Last summer, I had the idea to create a website that tracked gas prices, relying on volunteers to report prices. It looks like I wasn’t the only one.
The Progammers’ Stone
The Programmers’ Stone has been around since 1997, but I only heard about it today. I can’t decide if I love it or hate it, but I spent the afternoon mesmorized by it.
Lessons in what not to do
Roedy Green has written a humourous guide on how to write unmaintainable code.
FFIs for Lisp
Classical Computer Science Texts
An excellent collection of online computer science articles and texts.
Preferred Treatment for the Obnoxious
University of Southern California researchers are working on a system that will switch a customer from the automated telephone system to a human operator if he seems angry. Why would anybody think this a good idea? Who wants to live in a world where irrate obnoxious jerks get preferred treatment at the expense of those with enough self-control and civility to wait their turn without complaining?
Giving Emacs another chance
Today, I am going to start using Emacs.
For the past five years, or so, I have been a Vim guy. Vim is a great text editor. I love the user interface. It is the most esoteric piece of software I have ever used, but once I climbed the learning curve, I could edit text more effectively than I had ever done before.
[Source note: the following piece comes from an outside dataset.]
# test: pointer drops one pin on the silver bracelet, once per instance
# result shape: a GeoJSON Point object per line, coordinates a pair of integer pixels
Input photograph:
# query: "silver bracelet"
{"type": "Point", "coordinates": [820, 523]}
Over the past year couple years, I developed an interest in the Lisp programming language. I was aware that Emacs was a programmable editor and that its programming language was a Lisp. This seemed like an ideal opportunity. I could extend my editor in a language that I really enjoyed programing.
So last summer I decided to give Emacs a try. It was difficult getting started. The learning curve, like Vi, is pretty steep. Furthermore, all the Ctrl-Alt chording was physically painful. I managed to find and use the vip package (a Vi emulator for emacs), which eased some of the pain, but I found I still had to do way too much chording to be comfortable with Emacs. I gave up and went back to Vim.
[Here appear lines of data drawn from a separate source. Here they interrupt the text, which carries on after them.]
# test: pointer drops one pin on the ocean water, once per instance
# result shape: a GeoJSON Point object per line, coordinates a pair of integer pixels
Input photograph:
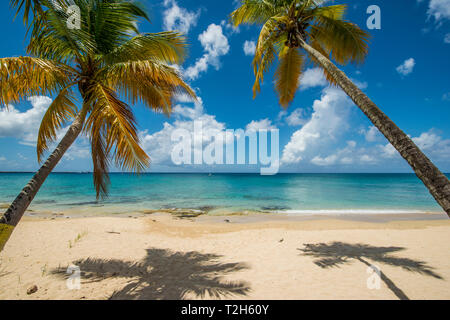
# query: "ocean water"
{"type": "Point", "coordinates": [227, 193]}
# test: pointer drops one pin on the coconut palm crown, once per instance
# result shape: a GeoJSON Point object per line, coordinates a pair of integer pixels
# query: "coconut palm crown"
{"type": "Point", "coordinates": [284, 21]}
{"type": "Point", "coordinates": [105, 60]}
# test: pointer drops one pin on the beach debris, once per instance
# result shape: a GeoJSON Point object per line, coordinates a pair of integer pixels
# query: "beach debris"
{"type": "Point", "coordinates": [179, 212]}
{"type": "Point", "coordinates": [4, 206]}
{"type": "Point", "coordinates": [32, 289]}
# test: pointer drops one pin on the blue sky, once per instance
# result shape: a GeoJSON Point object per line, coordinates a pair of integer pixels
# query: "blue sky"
{"type": "Point", "coordinates": [406, 74]}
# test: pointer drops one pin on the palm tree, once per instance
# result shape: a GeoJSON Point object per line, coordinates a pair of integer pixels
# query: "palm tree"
{"type": "Point", "coordinates": [105, 59]}
{"type": "Point", "coordinates": [295, 30]}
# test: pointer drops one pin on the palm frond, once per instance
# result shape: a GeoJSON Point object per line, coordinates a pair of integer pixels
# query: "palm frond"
{"type": "Point", "coordinates": [21, 77]}
{"type": "Point", "coordinates": [345, 40]}
{"type": "Point", "coordinates": [151, 82]}
{"type": "Point", "coordinates": [112, 128]}
{"type": "Point", "coordinates": [61, 110]}
{"type": "Point", "coordinates": [169, 47]}
{"type": "Point", "coordinates": [254, 12]}
{"type": "Point", "coordinates": [287, 75]}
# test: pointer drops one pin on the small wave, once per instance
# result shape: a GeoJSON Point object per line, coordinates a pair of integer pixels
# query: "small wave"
{"type": "Point", "coordinates": [351, 211]}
Now the lure of a Lisp interpreter in my text editor has tempted again. So much so, that I am going to give Emacs another shot. If I can’t get Emacs to do what I want, I guess I will just have to write my own editor, but for now I am going see if I can make Emacs work for me.
Found Type
The Itchy Robot has a beautiful gallery of found type (not that I claim any expertise in typography).
Transparency in Computer Science
I have been reading Tanenbaum’s Modern Operating Systems, lately. On design issues in distributed operating systems, he writes,
Probably the single most important issue is how to achieve the single system image. In other words, how do the system designers fool everyone into thinking that the collection of machines is simply an old-fashioned single processor timesharing system? A system that realizes this goal is often said to be transparent.
A system that deliberately misleads its users about what it is doing, eh? I think the term he’s actually looking for is opacity.
Men on Mars
Like Tom Shoop, I’m having some trouble understanding all the excitement about the idea of a manned mission to Mars. It is not so much that I have doubts in the abilities of NASA or the American government to make it happen, it is just that I don’t see how the benefits could possibly outweigh the risks.
If we send people to Mars, there is a very real possibility that they would never return. As Andy Rooney mentioned a couple weeks ago, “Scientists have said that it would probably be a one-way trip for whoever made it, because gravity on Mars is so strong that it would be impossible to bring along enough fuel for them to take off and return to Earth.”
On the other hand, mechanical probes like Spirit and Opportunity offer nearly all the benefits of space exploration with very low risk. They are able to explore and discover with absolutely no risk to human life.
I just don’t understand it. Risking the lives of people when there is a way to achieve the same results without risk just seems careless and stupid to me.